And boy, did we get an earful.
To quickly recap: As a innovations unit tasked with exploring new models in communications, we needed a logo that can convey our mission and philosophy. So it made sense to try crowdsourcing to experiment first-hand with how all this might fit into our industry down the line. In the process, we hoped to find fresh talent who are marketing their skills in new ways.
A lot of people asked why would we do something like this? Don’t we have great designers in-house? Doesn’t that stuff commoditize design? Isn’t that exploitive?
That’s beside the point: the pros and cons of crowdsourcing design can be debated ’till we are blue in the face but the fact is, the model seems to work and therefore deserves our attention.
Currently, we believe it works best for small or start-up clients. But as the model evolves it has a lot potential to work for larger clients with more demanding needs.

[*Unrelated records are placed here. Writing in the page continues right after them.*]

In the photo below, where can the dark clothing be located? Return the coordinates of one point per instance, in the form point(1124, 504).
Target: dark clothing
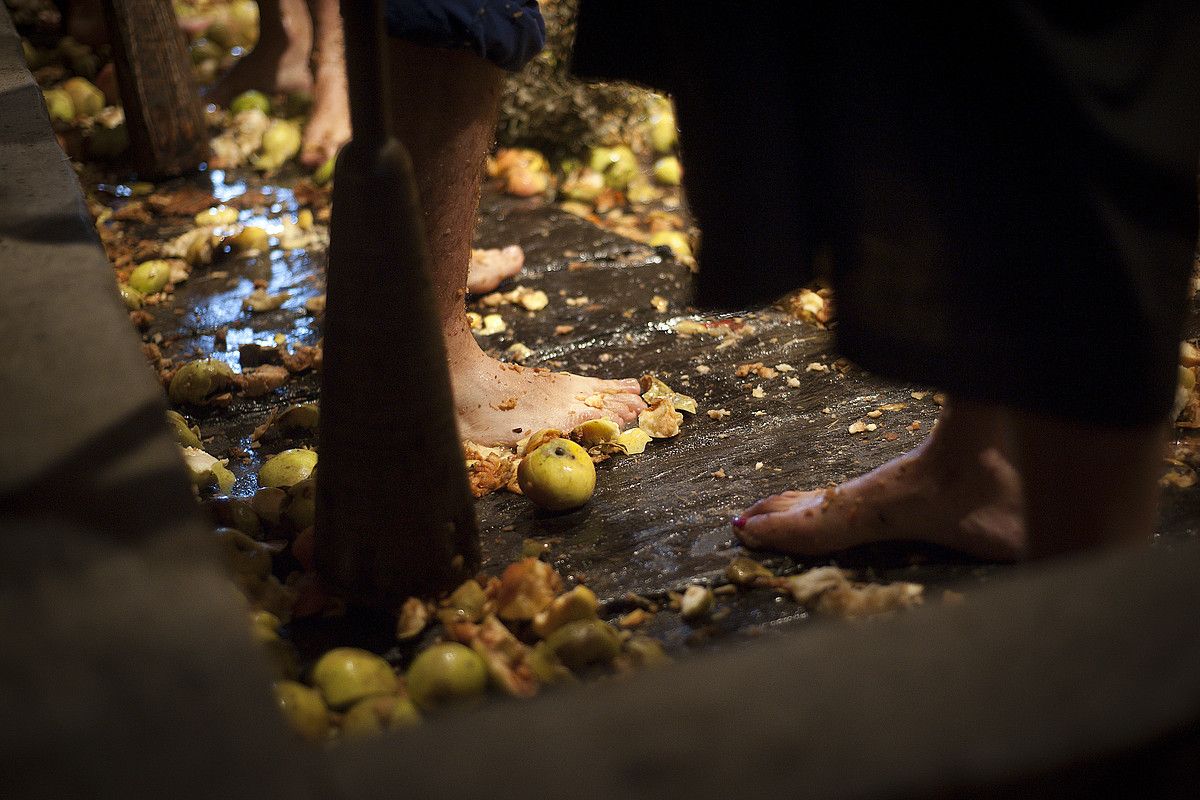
point(1007, 190)
point(507, 32)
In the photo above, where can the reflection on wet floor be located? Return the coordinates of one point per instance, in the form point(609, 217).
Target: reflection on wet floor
point(660, 519)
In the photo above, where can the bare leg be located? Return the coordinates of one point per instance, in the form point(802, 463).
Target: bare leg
point(329, 126)
point(445, 104)
point(280, 60)
point(958, 489)
point(1087, 486)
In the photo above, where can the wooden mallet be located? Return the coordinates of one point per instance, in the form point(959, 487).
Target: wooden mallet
point(395, 516)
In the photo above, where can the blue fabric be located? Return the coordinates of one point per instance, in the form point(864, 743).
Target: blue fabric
point(507, 32)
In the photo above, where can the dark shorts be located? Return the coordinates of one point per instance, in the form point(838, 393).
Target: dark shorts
point(507, 32)
point(1006, 191)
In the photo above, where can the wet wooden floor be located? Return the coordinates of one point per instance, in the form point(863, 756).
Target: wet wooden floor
point(660, 519)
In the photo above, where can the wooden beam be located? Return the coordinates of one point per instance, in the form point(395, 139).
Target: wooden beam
point(162, 103)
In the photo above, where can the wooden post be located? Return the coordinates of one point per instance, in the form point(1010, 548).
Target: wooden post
point(159, 92)
point(395, 516)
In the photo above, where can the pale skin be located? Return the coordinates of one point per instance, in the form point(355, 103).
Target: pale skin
point(496, 402)
point(301, 49)
point(989, 481)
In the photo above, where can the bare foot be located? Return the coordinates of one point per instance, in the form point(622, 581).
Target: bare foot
point(973, 506)
point(502, 403)
point(329, 127)
point(279, 61)
point(490, 268)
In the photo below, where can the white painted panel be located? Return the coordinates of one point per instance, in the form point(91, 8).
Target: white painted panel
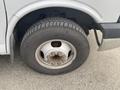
point(108, 9)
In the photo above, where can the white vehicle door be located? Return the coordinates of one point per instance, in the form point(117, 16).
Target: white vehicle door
point(2, 27)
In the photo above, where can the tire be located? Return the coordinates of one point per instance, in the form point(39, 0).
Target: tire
point(53, 29)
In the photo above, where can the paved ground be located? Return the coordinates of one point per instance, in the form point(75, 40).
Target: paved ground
point(100, 72)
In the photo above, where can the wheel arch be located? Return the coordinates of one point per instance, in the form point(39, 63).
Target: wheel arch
point(76, 5)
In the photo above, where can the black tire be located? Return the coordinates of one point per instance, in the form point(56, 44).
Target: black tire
point(54, 28)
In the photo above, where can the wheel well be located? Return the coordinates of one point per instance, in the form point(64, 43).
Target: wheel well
point(81, 18)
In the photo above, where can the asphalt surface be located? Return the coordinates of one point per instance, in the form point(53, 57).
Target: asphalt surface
point(101, 71)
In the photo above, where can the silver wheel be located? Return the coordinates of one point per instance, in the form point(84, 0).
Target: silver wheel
point(55, 54)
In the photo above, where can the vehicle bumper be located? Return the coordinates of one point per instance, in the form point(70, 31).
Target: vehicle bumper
point(111, 36)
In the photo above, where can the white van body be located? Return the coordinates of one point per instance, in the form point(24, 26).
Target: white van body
point(103, 11)
point(103, 15)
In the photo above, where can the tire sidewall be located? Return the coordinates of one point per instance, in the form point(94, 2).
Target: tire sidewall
point(31, 43)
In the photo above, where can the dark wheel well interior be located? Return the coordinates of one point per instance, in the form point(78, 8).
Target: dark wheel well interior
point(81, 18)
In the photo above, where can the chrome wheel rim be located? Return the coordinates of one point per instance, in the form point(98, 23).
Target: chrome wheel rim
point(55, 54)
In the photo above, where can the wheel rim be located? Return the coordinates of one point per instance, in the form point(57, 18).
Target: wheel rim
point(55, 54)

These new technologies aren’t going away, so it’s now our duty to understand how to work with them. We can continue to insist that us trained professionals are irreplaceable by the untrained crowd (and end up like our poor friends in journalism), or we can start figuring out how to turn eggs into omelets. From our viewpoint, this isn’t about preparing for the day that creative agencies can outsource design, it’s about preparing for the day that clients can outsource creative agencies.
BBH Labs believes that in the not-too-distant future, creative agencies are going to resemble expanded networks, with core teams overseeing expansive partnerships rather than the more vertically-integrated models existing today (more to come on this topic later). We see these kinds of partnerships and platforms happening across media increasingly already.
The task now is to find out how to build these new models in a way that is fair to all involved. Crowdsourcing our logo was the first tiny step in a larger Labs process to come – the medium was the message.